Brighton and Hove leaders have backed out of plans to sign up for a charter requiring them to check whether staff are going to strip clubs on expenses.
The city’s cabinet has opted not to join the Fawcett Charter, set up to target the objectification of women in the workplace. They were criticised by other council members who had been part of a majority vote in favour of the plan at a full council meeting last month.
Council leader Mary Mears said the council did not need to sign up because it had recently scored highly in an equality assessment and was confident enough in its existing measures.
Her Conservative colleague Dee Simson said there was unease at the suggestion staff could be using expenses to visit strip clubs, which would be implied by a clause in the Fawcett Charter requiring audits to check on them.
Coun Simson said: “While it is a very important subject, I did feel it was more directed at private firms. We thought that was a slant on our employees. That’s why we were against it.”
Green councillor Amy Kennedy had originally called on the council to sign up to the charter, in part to pay respects to feminist Millicent Fawcett, who it was named after.
Dame Fawcett was the wife of Henry Fawcett who was Brighton MP from 1865 to 1874 and a leading women’s rights campaigner.
Coun Kennedy also called for a blue plaque to be installed in her memory at Brighton Town Hall. That proposal was backed by the cabinet last night and passed to the city’s plaques committee to consider.

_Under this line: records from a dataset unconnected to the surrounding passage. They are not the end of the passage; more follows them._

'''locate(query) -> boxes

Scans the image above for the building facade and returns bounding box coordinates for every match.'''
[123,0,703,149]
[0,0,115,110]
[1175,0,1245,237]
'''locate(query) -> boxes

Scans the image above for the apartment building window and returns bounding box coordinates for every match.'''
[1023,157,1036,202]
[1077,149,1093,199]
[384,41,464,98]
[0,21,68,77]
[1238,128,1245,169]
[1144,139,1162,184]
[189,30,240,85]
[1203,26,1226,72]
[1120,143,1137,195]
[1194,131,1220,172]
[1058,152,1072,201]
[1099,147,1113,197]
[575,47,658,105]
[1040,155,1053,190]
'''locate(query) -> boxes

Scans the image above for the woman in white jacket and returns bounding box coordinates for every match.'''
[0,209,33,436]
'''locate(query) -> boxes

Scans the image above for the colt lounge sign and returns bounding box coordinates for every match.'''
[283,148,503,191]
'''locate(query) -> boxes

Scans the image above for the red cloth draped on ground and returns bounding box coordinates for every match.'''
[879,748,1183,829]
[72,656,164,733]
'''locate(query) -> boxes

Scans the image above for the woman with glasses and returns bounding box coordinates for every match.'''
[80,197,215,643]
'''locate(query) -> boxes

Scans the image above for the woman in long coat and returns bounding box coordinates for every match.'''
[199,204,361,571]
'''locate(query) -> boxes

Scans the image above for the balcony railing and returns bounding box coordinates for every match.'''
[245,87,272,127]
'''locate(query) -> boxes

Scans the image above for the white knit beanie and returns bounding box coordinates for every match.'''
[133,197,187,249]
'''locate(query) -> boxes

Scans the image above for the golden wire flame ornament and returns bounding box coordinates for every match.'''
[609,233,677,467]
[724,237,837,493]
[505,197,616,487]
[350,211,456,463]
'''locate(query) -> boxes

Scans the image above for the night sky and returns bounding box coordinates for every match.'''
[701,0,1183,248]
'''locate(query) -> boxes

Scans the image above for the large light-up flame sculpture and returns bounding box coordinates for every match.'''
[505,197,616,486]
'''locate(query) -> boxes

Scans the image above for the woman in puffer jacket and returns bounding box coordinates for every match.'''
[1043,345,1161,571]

Liberal Democrat councillor David Watkins criticised the decision not to sign up to the charter, which has already been backed by firms including BT and Barclays.
Councillor Juliet McCaffery, the Labour group’s equalities spokeswoman, said she too was deeply disappointed the Conservative cabinet had not signed up.
The cabinet also turned down a proposal passed by the full council to enter into joint working with the Albert Kennedy Trust, a specialist group dealing with homeless young lesbian, gay, bisexual and transgender people.